前川功一委員長、小川富之副委員長、大井美恵子委員、河合直人委員、藤本慎介委員、前田昭委員、見延典子委員、山平慎一郎委員

 

合評での意見
  • 横川に44店舗あって、廃業が20店舗、17が移転、存続が7店舗…。継続の酒屋さん、廃業の中華料理屋さん、対照的な2人に焦点を当てた人間ドラマがよく描かれていた。しかし、なぜ残れたのか、もう少し掘り下げた視点での番組が見たかった…。

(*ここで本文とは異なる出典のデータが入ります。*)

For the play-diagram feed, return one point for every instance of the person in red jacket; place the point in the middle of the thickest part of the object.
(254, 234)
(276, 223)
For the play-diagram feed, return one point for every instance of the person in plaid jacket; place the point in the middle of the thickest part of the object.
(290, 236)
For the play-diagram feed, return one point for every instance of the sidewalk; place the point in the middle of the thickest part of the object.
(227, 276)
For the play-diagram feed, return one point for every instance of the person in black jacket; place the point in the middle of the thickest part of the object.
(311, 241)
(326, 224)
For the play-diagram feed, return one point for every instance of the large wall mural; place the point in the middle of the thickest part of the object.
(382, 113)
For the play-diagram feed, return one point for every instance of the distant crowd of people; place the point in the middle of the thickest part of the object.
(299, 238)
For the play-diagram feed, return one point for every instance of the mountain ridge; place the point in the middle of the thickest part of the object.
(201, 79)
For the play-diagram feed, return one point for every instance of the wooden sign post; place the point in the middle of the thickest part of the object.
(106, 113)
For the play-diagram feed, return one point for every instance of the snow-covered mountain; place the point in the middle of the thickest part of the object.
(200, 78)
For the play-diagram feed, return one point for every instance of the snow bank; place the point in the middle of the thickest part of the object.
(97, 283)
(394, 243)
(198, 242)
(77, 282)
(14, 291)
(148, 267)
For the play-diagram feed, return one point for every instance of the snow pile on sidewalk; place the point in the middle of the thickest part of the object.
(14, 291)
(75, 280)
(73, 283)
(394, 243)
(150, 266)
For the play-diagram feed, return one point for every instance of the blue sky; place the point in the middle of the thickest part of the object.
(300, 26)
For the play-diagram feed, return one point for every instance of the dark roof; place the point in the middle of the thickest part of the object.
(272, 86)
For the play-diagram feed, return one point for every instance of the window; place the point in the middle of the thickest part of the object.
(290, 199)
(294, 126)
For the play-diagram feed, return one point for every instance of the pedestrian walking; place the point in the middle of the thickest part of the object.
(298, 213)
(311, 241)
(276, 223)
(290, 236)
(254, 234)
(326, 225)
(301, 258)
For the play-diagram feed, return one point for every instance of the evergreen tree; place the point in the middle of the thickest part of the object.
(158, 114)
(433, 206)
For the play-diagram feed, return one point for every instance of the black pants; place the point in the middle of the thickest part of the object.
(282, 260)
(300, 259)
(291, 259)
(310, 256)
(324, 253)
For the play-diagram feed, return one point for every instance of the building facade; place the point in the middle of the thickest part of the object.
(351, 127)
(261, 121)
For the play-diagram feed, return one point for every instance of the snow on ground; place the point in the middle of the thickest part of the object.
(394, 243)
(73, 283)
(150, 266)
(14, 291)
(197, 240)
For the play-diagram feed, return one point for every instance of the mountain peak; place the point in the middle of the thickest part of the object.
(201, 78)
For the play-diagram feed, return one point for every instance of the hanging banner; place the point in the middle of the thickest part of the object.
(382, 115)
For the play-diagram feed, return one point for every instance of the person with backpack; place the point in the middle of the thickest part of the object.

  • 昨年9月の「消えゆくまちは何処へ」の続編だが、前作と少し雰囲気が違っていた。前作では、耐震工事の必要性と店主の営業権、賃料と町への愛着、といった葛藤がテーマにあり、深みがあった。本作は、立退きまでの経緯ダイジェスト版と閉店する店主の寂しさが見やすくまとまっていたものの、葛藤・深みは感じられなかった。
  • 広島県は、後継者不足率が全国5番目に高い…。後継者不足とか、廃業率が高い広島県の要因、解決策を深掘りしたり、検討ができる事実を記録をすることは大事で、そういう視点があってもよかった。
  • 古き良き時代の昭和の個人商店の方が、移転して事業を存続するケースと廃業を余儀なくされるコントラストをよく描いた。今後の地方都市のあり方を描いていて、視聴者がもう一度考え直す、いい機会を与えてくれる番組だった。
  • 「JRと広島市とお店の3者が、しっかり向き合って話し合いができたことが意義深かった」というインタビューがあったが、これが問題の本質だと思った。新しくなった横川に行きたいかというと正直思わない。東京に似せた町がいっぱいできてきているが、最初のうちはいいが、広島にしかないものをどう残すのか、とうのは行政の仕事だし、広島に根を張るテレビ局の大切な仕事だと思う。長く取材を続けて、耐震化に伴ったリニューアルがどういう結論になるか取材を続けてほしい。